In 1977, after four years as assistant administrator for Downeast Health Services in Ellsworth, ME, Peter Yoder took up woodworking again, making custom furniture and involved in home construction as co-founder of South Penobscot Wood Works. He returned to school administration in 1981 as headmaster of Adirondack Mountain School in Long Lake, NY (1981-82) and of Olney Friends School in Barnesville, OH (1982-85). In 1987, after two years as director of admissions at Morristown Friends School in New Jersey, he once again resumed woodworking and home construction. He retired in 2000.

An active community volunteer, Peter Yoder served on school boards and committees as well as on community action and health service boards. Influenced by the Nearings, he enjoyed organic gardening, and fly fishing and camping were also among his favorite pastimes. Working with wood remained an ever-constant activity, and as recently as 2007 he completed the last of his many construction projects, a new home in Penobscot.

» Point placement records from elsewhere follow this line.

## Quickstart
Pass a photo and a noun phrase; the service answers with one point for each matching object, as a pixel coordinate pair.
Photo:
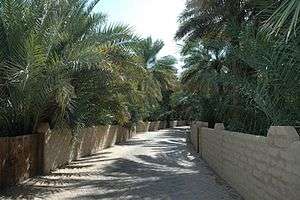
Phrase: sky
(156, 18)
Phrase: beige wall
(173, 124)
(154, 126)
(61, 146)
(18, 159)
(259, 168)
(142, 127)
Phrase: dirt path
(151, 166)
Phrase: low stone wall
(18, 159)
(61, 146)
(142, 127)
(194, 136)
(163, 124)
(181, 123)
(154, 126)
(257, 167)
(173, 124)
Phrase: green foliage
(62, 63)
(242, 63)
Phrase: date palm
(47, 47)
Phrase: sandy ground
(156, 165)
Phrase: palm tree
(46, 49)
(160, 72)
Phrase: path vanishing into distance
(155, 165)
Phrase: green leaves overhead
(242, 58)
(60, 62)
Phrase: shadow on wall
(169, 173)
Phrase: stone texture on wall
(124, 134)
(163, 124)
(181, 123)
(18, 159)
(154, 126)
(259, 168)
(142, 127)
(194, 136)
(173, 124)
(61, 146)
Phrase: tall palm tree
(160, 72)
(46, 49)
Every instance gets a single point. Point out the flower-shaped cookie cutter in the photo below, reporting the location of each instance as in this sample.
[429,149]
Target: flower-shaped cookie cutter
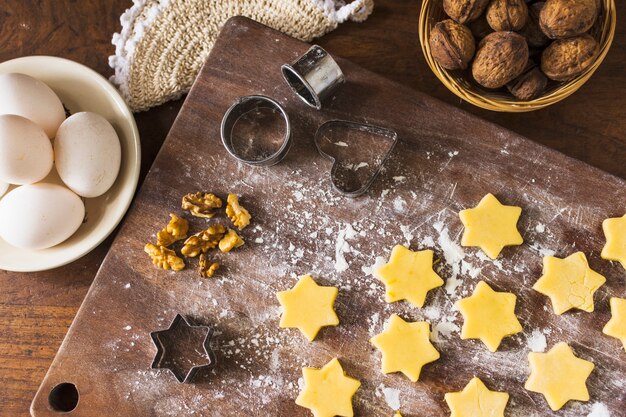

Peter D. Yoder died at his home in Penobscot of a rare blood disorder on September 5, 2012. In addition to his wife of 39 years, he is survived by two sons and a daughter, Thomas and Theodore Yoder, and Jennifer DeJoy, from his previous marriage. Also surviving are five grandchildren and a sister.


John Arthur Pettet ’61

John Arthur Pettet ’61, something of a world traveler and bon vivant who dabbled in entrepreneurship abroad, was born on February 17, 1939, in Westchester County, NY. The son of Arthur F., a corporation executive, and Evelyn Hobby Pettet, he grew up in Lincoln, RI, and prepared for college at Providence Country Day School. John Pettet entered Hamilton from Lincoln in 1957 and joined Sigma Phi. He sang with the Glee Club and contributed to productions of the Charlatans. Known for the Vespa in which he tooled around campus roads (“except for those near the dean’s office”), he overcame academic challenges and a time-consuming social life to graduate with his class, having majored in history, in 1961.

John Pettet immediately departed for a sojourn in Paris, the beginning of his adventures in Europe. Details of his activities are sketchy, but according to his newspaper obituary, he spent many years in Italy, especially Rome and Milan, where he and a friend founded “Lip Service,” a language school for foreigners who, for business purposes, wished to learn English quickly. At one time he was also reportedly a partner in a company that imported machinery from Italy to modernize the olive oil industry in Morocco.

Having returned to the United States in later years, John Pettet is remembered for his “love of architecture, opera, Broadway, books, horticulture and food, all enthusiastically shared with his many friends.” In 2000, he became a tour guide for the Preservation Society of Newport County in Rhode Island, where he enriched Newport mansion tours for international visitors with his easy command of French and Italian, as well as his engaging good humor.

John A. Pettet was residing in Fall River, MA, when he died on August 31, 2012, of complications following surgery for a heart condition. He is survived by a sister, Diane Altman, and a niece and a nephew.